Pendant trois mois, du 8 février au 30 avril, 12.500 militaires, 25 navires, 140 avions et un millier de drones vont être engagés partout sur le territoire. [Emmanuel DUNAND / AFP]

Pendant trois mois, les armées françaises vont se mesurer à un scénario de guerre de haute intensité à travers l’exercice "Orion 26". 12.500 militaires, des moyens navals, aériens et des forces alliées seront mobilisés pour tester la capacité de la France à entrer rapidement sur un théâtre de guerre.

Être prêt à entrer en guerre dès demain. C’est la mission des armées françaises qui s’apprêtent à lancer un vaste exercice militaire. Pendant trois mois, du 8 février au 30 avril, 12.500 militaires, 25 navires, 140 avions et un millier de drones vont être engagés partout sur le territoire, avec des forces étrangères.

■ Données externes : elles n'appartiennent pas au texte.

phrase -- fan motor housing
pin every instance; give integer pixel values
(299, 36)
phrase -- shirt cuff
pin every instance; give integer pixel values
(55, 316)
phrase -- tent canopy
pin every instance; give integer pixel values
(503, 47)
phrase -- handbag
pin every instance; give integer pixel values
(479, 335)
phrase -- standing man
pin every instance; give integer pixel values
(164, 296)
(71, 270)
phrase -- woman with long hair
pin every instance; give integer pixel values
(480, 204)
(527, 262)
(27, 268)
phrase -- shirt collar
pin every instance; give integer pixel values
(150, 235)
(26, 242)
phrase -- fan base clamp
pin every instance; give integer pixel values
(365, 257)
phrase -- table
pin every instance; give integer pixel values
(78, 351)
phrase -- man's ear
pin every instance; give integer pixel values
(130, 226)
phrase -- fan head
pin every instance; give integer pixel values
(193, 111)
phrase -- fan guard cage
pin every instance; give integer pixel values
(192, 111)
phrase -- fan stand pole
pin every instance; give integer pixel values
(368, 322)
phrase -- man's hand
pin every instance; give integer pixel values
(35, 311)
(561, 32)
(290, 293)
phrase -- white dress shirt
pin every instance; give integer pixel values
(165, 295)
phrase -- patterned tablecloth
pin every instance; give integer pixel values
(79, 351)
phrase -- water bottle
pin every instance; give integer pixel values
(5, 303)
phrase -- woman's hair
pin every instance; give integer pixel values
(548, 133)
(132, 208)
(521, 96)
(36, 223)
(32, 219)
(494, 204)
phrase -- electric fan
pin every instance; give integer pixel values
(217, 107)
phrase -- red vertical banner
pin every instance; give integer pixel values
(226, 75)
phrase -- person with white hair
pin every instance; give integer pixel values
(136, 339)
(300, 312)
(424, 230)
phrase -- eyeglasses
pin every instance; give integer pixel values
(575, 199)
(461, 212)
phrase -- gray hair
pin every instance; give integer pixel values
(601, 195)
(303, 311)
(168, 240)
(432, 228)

L’exercice "Orion 26" met en scène une puissance qui veut déstabiliser son voisin afin de l’empêcher d’adhérer à l’Union européenne. Il n’est officiellement pas question de la Russie ou de l’Ukraine, mais de Mercure et Arnland. Un scénario fictif mais réaliste. L’objectif est de tester les capacités des armées françaises à entrer en premier sur un théâtre de guerre.

Le porte-avions nucléaire Charles de Gaulle engagé

Les grandes manœuvres commenceront début février avec des opérations amphibies et aéroportées. Le porte-avions nucléaire Charles de Gaulle sera engagé. Le champ de bataille se transportera en avril vers l’Est de la France, dans les bases de Champagne.

L’OTAN y est aussi associée, pour tester la compatibilité des systèmes d’armes et des chaînes de commandement de l’Alliance. Au total, des militaires de 24 autres pays seront associés, des Européens bien sûr mais aussi des Américains ou des Émiriens.

Douze ministères français vont aussi être mis à contribution pour tester la résilience et la réactivité de leurs services civils. Car en cas d’engagement, des actions hybrides seraient menées par l’adversaire sur le territoire national. L’occasion pour l’armée française de mesurer sa force dans un contexte international dégradé.